One of the two suicide bombers who struck Brussels airport on March 22, Ibrahim El Bakraoui, was deported by plane from Turkey to Europe without detection despite being a wanted man in Belgium.

The legislation, which also aims to the boost the fight against organised crime, passed with 416 votes for, 179 votes against and nine abstentions following heavy lobbying by France and other countries.

EU countries will now have two years to turn it into national law, but French Interior Minister Bernard Cazeneuve said he expected his country to start implementing it from the summer.

“The European Parliament has today united beyond its political differences to bring a very large majority behind these pieces of legislation,” the president of the parliament, Martin Schulz, said in a statement.

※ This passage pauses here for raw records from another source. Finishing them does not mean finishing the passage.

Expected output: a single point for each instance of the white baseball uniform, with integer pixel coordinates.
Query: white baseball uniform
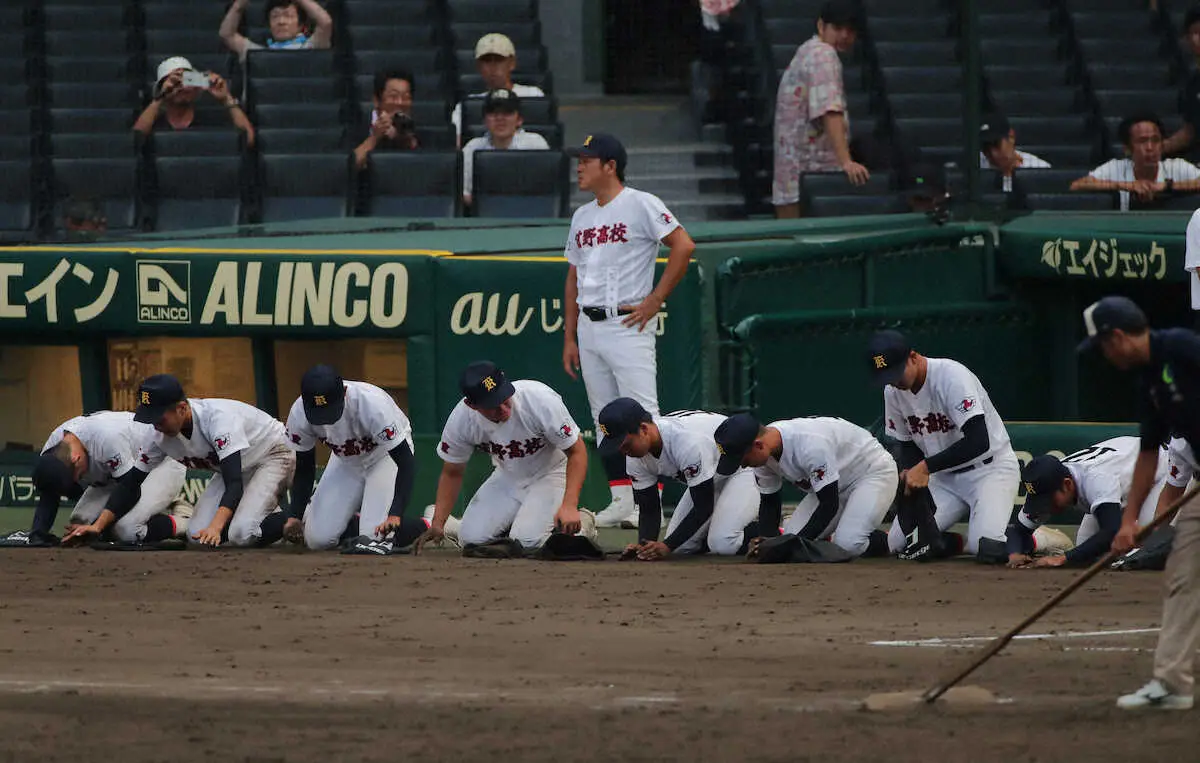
(360, 476)
(933, 419)
(522, 496)
(822, 450)
(689, 456)
(112, 440)
(220, 428)
(1103, 474)
(613, 250)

France spearheaded the drive for the US-style PNR system after the carnage in Paris that left 130 people dead, and made another push following the Brussels attacks, which were linked to those in Paris and killed another 32 people.

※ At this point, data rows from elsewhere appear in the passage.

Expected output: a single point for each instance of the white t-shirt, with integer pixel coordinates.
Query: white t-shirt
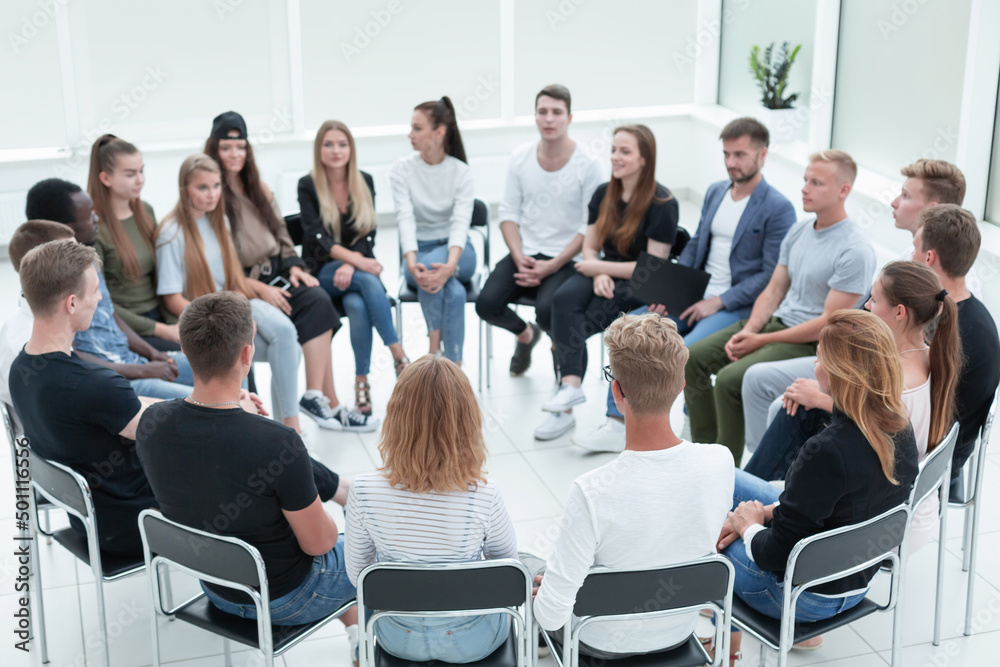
(433, 201)
(642, 510)
(549, 207)
(724, 224)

Belgian authorities meanwhile decided to keep in custody for another month six men charged with terrorist offences in connection to the Paris and Brussels attacks.

These include Belgian Mohamed Abrini, 31, the “man in the hat” who was seen in CCTV footage at Brussels airport next to Bakraoui and the other suicide bomber just before the attack.

Since his arrest last Friday, Abrini has been charged with “terrorist murders” in connection with events in both Brussels and Paris, where he is believed to have played a logistics role.

Also held for another month is Swedish national Osama Krayem, who was seen on CCTV with Bakraoui’s brother Khalid moments before the latter detonated a suicide bomb in a Brussels metro station near the EU headquarters.

Krayem has also been charged with terrorist murders since his arrest last Friday.

The four others remanded in custody for another month are Bilal E.M., Smail F, Ibrahim F. and Herve B.M.

– No ‘silver bullet’ –

The push for PNR has increased steadily in the last five months over fears that Europe is facing a growing jihadist threat.

“PNR is not a silver bullet, but countries that have national PNR systems have shown time and again that it is highly effective,” said Timothy Kirkhope, the British conservative MEP who steered the legislation through parliament.

Kirkhope has long defended a bloc-wide approach to sharing airline passenger data over a piecemeal approach among 28 national systems that could lead to dangerous gaps.

And the United States has also urged the EU to establish a PNR system where officials can detect patterns of suspicious behaviour through the sharing of passenger data.

The legislation requires airline firms to share passenger data — such as travel dates, itineraries, passport details and phone numbers — with authorities in EU destination countries.

The goal is to detect, for example, individuals who have not been flagged by authorities as presenting a threat but whose travel patterns raise suspicions.

It would then be up to one country to alert another or send a specific request for data from another country as part of an investigation.

It would apply to flights to and from destinations outside the EU, but member states could also apply them to flights within the bloc.

The data would be held for five years, though after six months key information would be “masked” and no longer accessible, barring a specific request.